Local Attention

jinyeqiong · December 26, 2016, 2:51am

This model is on base of global attention mechanism, however, I have a question: How to use local attention mechanism to solve point to point not long sentence to long sentence question ? Can you say in detail? Thanks~

srush · December 26, 2016, 9:22pm

We haven’t yet implemented local attention, but we think it should be easy to add.

Currently global attention is implemented here:

github.com

OpenNMT/OpenNMT/blob/master/onmt/modules/GlobalAttention.lua

require('nngraph')

--[[ Global attention takes a matrix and a query vector. It
then computes a parameterized convex combination of the matrix
based on the input query.

    H_1 H_2 H_3 ... H_n
     q   q   q       q
      |  |   |       |
       \ |   |      /
           .....
         \   |  /
             a

Constructs a unit mapping:
  $$(H_1 .. H_n, q) => (a)$$
  Where H is of `batch x n x dim` and q is of `batch x dim`.
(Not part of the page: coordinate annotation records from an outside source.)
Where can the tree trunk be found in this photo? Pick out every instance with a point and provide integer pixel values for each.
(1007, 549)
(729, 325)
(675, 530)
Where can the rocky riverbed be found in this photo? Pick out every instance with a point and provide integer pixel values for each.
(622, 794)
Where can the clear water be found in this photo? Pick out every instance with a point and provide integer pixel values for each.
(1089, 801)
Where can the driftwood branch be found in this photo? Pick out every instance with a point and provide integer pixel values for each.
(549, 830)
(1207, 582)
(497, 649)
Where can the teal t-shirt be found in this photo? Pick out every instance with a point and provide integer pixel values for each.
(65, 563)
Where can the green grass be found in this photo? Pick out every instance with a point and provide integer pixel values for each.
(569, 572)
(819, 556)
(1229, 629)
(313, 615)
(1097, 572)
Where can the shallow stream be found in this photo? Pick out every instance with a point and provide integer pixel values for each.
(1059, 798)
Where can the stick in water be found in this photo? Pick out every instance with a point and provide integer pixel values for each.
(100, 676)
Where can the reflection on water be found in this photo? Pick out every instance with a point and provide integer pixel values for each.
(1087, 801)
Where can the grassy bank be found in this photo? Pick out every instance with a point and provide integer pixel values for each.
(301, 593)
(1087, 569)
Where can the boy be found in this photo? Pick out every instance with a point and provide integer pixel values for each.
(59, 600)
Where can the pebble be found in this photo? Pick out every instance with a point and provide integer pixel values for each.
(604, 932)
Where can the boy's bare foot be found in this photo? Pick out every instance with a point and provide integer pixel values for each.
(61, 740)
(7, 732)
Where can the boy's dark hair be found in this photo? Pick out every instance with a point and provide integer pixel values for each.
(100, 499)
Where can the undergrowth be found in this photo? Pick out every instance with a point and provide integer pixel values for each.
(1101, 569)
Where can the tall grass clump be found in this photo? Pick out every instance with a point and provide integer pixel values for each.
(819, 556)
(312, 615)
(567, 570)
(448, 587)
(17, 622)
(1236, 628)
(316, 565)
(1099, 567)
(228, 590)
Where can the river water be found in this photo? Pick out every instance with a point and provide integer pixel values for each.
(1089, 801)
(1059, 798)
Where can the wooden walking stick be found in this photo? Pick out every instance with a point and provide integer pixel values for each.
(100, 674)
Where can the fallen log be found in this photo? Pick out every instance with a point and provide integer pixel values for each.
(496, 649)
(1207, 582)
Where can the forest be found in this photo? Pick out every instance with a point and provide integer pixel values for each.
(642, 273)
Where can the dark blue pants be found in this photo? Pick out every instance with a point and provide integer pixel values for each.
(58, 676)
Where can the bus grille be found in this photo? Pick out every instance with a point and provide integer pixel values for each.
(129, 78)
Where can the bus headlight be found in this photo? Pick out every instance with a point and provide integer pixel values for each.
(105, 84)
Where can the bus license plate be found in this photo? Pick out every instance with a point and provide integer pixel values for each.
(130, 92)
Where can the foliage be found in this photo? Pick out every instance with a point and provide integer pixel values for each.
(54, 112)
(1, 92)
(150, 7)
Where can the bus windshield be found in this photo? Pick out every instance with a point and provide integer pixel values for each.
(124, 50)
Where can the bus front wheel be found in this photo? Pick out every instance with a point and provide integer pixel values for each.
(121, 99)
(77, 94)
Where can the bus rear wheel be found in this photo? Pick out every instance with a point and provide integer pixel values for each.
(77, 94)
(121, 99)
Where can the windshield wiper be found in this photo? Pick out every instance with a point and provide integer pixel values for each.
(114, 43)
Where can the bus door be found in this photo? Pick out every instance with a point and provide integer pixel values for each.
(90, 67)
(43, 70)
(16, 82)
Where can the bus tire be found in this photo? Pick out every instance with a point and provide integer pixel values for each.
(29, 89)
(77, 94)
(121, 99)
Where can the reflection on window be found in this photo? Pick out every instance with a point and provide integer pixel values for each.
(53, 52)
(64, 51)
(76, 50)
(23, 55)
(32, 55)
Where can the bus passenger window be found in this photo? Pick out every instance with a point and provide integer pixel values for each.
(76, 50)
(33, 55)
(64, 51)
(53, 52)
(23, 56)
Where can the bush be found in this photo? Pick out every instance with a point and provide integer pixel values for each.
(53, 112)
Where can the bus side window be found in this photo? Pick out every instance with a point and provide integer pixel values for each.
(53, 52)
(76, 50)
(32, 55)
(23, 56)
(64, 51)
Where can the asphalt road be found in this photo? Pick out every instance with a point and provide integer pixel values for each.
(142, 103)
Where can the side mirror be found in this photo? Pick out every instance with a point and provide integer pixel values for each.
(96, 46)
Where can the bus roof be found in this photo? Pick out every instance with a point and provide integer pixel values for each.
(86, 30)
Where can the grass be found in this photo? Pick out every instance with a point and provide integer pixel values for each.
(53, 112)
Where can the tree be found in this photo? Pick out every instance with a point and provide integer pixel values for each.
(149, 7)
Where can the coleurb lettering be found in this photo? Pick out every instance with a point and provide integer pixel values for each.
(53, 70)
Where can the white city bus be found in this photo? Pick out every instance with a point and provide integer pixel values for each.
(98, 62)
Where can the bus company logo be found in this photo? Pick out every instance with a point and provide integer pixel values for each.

  The full function is  $$\tanh(W_2 [(softmax((W_1 q + b_1) H) H), q] + b_2)$$.

This file has been truncated. show original

Local attention should be (1) added a similar unit, (2) adding a command-line option.

We’ll probably get to it soon, but would love a pool request.

jean.senellart · July 8, 2017, 8:33am

2 posts were split to a new topic: How to control length of output sequence

jean.senellart · July 8, 2017, 8:37am

First implementation here:

and thread for OpenNMT-py:

So far I do not reproduce Luong results - testing with window size of 11. However the implementation is actually trickier than global attention because we need to position window and get correctly gradient calculation - anyone interested in code/formula review?